Disadvantages of Dial Pulse Signaling:

  • Extremely slow (serial signaling)
  • Limited amount of signaling data between switches (10 digits)
  • Signaling equipment required on every inter-switch trunk

Step 2. Channel Associated Signaling

The next stage of telecommunications signaling evolution was Channel Associated signaling. Channel Associated signaling is either a digital or tone-based methodology and is also known as “Per Trunk signaling.” This type of signaling allowed more information to be sent between central offices (up to 15 different signals).

Advantages of Channel Associated Signaling:

  • More data sent between offices
  • Faster than Dial Pulse

Disadvantages of Channel Associated Signaling:

  • Sent on same channel as voice, limiting available bandwidth
  • Little or no error checking on signaling
  • Signaling equipment required on every inter-switch trunk

Stages of Telecommunications Evolution

Stages of Telecommunications Evolution

Step 3. Signaling System # 7 (SS7)

SS7 is still the predominant signaling methodology within the telecommunications network. SS7 is an out of band signaling concept where all of the signaling is separated from the voice or data connections that it is facilitating. The deployment of SS7 required the building of an overlay-signaling network including the following network elements:

  • Signal Transfer Point (STP)
  • Service Switching Point (SSP)
  • Service Control Point (SCP)
  • Signaling Data Links

The SS7 network, and its associated protocol, is the most robust, feature rich and long lived in telecommunications history. However, this was not always the case. In the early stages of SS7, there were many network outages caused by the network, protocol, and the unfamiliarity with these new concepts. The industry came together as a whole – setting up test environments and test plans to solve the problems and make the SS7 network and protocol what it is today. Lessons Learned.

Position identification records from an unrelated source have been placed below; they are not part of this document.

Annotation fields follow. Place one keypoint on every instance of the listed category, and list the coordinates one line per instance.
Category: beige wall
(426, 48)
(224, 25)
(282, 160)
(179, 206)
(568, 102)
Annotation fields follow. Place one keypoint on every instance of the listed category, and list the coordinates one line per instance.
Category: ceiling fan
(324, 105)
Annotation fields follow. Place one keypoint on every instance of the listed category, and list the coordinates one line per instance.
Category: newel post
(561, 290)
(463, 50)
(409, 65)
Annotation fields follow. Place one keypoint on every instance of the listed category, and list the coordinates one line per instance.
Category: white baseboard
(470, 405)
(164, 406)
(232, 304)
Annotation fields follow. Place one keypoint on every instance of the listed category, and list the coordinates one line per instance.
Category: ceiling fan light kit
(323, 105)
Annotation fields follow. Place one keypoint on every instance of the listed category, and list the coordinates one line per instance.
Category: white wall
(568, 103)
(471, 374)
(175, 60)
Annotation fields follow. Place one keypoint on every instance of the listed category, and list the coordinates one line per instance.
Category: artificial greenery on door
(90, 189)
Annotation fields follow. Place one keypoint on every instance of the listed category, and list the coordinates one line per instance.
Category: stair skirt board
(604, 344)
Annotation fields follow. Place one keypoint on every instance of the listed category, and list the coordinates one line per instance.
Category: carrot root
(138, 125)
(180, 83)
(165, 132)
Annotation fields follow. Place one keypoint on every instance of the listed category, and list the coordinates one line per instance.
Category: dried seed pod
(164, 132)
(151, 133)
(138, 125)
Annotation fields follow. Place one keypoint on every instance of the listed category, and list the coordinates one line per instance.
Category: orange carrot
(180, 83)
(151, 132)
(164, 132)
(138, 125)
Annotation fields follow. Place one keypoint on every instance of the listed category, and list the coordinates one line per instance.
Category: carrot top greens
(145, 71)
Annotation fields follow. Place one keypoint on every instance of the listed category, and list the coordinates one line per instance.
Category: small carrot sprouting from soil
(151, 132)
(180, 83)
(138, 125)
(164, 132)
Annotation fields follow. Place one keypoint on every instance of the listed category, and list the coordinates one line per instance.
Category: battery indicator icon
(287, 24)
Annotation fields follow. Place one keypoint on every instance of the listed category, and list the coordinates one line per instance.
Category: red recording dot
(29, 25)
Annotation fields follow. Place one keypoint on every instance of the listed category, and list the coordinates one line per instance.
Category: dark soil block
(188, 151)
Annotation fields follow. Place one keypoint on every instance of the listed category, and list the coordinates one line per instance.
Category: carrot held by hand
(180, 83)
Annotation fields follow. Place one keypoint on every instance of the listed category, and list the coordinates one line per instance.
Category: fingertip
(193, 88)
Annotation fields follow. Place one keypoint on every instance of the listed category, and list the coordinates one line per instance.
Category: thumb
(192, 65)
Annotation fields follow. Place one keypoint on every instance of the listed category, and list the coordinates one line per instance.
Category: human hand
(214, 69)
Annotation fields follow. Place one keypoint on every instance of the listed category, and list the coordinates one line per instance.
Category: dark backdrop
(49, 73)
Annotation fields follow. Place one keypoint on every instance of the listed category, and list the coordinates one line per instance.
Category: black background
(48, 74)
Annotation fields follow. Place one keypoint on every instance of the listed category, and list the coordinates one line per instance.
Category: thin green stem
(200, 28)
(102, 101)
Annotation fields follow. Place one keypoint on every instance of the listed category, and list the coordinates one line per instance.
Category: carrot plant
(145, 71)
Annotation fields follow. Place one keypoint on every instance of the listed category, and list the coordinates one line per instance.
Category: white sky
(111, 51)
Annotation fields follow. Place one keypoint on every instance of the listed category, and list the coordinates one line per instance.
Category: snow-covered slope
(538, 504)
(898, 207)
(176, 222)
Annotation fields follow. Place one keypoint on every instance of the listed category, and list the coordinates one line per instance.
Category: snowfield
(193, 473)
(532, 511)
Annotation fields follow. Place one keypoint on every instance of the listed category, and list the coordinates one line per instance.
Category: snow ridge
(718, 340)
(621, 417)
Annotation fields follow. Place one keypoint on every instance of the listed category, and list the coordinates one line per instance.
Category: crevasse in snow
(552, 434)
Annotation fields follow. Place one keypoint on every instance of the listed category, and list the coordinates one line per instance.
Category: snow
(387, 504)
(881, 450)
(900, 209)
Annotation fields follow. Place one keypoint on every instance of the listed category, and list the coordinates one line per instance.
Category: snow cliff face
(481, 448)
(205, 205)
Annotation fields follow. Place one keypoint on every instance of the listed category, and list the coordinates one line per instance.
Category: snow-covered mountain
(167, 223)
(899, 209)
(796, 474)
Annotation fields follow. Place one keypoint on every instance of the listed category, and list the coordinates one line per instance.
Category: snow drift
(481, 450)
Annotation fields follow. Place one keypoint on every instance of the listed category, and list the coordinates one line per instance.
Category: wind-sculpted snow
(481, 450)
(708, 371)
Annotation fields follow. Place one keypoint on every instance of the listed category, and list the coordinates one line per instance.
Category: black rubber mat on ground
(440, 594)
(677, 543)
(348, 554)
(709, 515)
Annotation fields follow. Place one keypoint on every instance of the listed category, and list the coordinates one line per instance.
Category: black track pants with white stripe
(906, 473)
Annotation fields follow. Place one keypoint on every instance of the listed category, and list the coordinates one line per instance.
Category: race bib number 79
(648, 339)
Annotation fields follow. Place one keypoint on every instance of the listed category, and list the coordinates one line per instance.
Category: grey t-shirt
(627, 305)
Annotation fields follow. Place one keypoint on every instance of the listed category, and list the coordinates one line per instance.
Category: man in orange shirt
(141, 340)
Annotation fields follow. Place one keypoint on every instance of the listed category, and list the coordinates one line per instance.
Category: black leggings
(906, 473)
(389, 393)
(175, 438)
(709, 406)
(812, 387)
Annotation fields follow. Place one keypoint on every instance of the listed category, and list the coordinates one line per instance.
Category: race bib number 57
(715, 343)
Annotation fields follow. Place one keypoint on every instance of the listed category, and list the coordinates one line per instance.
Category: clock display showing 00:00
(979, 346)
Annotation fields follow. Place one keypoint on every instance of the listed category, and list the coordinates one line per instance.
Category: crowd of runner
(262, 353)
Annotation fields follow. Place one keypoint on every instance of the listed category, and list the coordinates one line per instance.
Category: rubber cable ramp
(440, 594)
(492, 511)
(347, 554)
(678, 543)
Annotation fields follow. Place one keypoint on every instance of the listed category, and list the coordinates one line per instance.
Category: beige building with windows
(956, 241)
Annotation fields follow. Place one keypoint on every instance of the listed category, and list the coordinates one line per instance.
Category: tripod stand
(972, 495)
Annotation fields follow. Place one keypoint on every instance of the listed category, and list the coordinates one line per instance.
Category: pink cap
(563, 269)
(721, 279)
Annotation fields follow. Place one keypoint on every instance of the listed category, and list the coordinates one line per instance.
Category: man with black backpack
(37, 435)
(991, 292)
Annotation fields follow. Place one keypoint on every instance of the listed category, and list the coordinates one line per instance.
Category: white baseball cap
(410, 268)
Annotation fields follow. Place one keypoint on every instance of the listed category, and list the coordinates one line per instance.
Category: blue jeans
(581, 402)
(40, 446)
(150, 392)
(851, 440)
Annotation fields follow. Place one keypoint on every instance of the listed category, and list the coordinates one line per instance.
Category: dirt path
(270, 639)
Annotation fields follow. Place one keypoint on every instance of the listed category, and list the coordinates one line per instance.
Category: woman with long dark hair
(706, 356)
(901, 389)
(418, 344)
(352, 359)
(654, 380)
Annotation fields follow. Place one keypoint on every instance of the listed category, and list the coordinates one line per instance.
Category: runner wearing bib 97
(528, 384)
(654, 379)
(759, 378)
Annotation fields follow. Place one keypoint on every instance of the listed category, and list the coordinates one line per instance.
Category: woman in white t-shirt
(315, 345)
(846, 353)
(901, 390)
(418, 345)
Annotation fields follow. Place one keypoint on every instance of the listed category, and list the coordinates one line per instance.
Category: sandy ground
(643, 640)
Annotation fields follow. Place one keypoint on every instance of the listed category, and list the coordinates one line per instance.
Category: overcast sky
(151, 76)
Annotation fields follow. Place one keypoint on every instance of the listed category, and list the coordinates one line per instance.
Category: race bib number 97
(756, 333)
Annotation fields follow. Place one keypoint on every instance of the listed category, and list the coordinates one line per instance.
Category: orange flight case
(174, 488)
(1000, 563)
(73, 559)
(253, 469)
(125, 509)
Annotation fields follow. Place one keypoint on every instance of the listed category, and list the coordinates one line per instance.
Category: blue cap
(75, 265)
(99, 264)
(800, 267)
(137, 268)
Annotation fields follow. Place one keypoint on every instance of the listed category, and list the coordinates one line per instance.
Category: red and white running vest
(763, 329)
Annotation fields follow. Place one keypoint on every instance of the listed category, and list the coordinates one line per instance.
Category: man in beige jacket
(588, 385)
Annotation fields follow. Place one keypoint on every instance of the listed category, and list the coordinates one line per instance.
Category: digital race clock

The SS7 Protocol is made up of multiple layers including:

  • Message Transfer Parts (MTP)
  • ISDN User Part (ISUP)
  • Transaction Capability Application Part (TCAP)

As the network evolved from SS7 through SIGTRAN to LTE/EPC/Diameter, the transport medium was defined to be IP with a transport protocol of Stream Control Transmission Protocol (SCTP). The call setup layer of SS7 (ISUP) is being replaced by Session Initiation Protocol and the transaction layer of SS7 is being replaced by Diameter. More Lessons Learned.

Step 4. LTE/EPC Diameter

The next step in the planning and design was to decide which transport protocol to use. Because the IETF designed the Diameter protocol to use the services of either TCP or SCTP on top of IP, network operators and equipment vendors had to choose between the two. The reliability and survivability required in the Evolved Packet Core (EPC) made this choice relatively easy. Because the network required real-time, guaranteed sequence delivery of messages, the only choice was SCTP. SCTP also provided the added benefit of multi-homing, thus adding to the reliability of the network.

The Diameter protocol was selected over Radius to replace the transaction layer due to the following deficiencies of Radius:

  • Reliability
  • Scalability
  • Security
  • Flexibility

Importance of Understanding Evolution

Some people have said that the only way I know the stages of telecommunications signaling is that I was there for each of the stages – maybe or maybe not. Some others want to know why it is important to have an understanding of these stages. It is my belief that most everything is evolutionary and if we have an understanding of the foundation, we can avoid the pitfalls encountered in previous stages. I have read and heard that an exception to this rule is Steve Jobs and Apple, with their revolutionary products; however, Apple has never been first to market with any product. They have only advanced existing capabilities.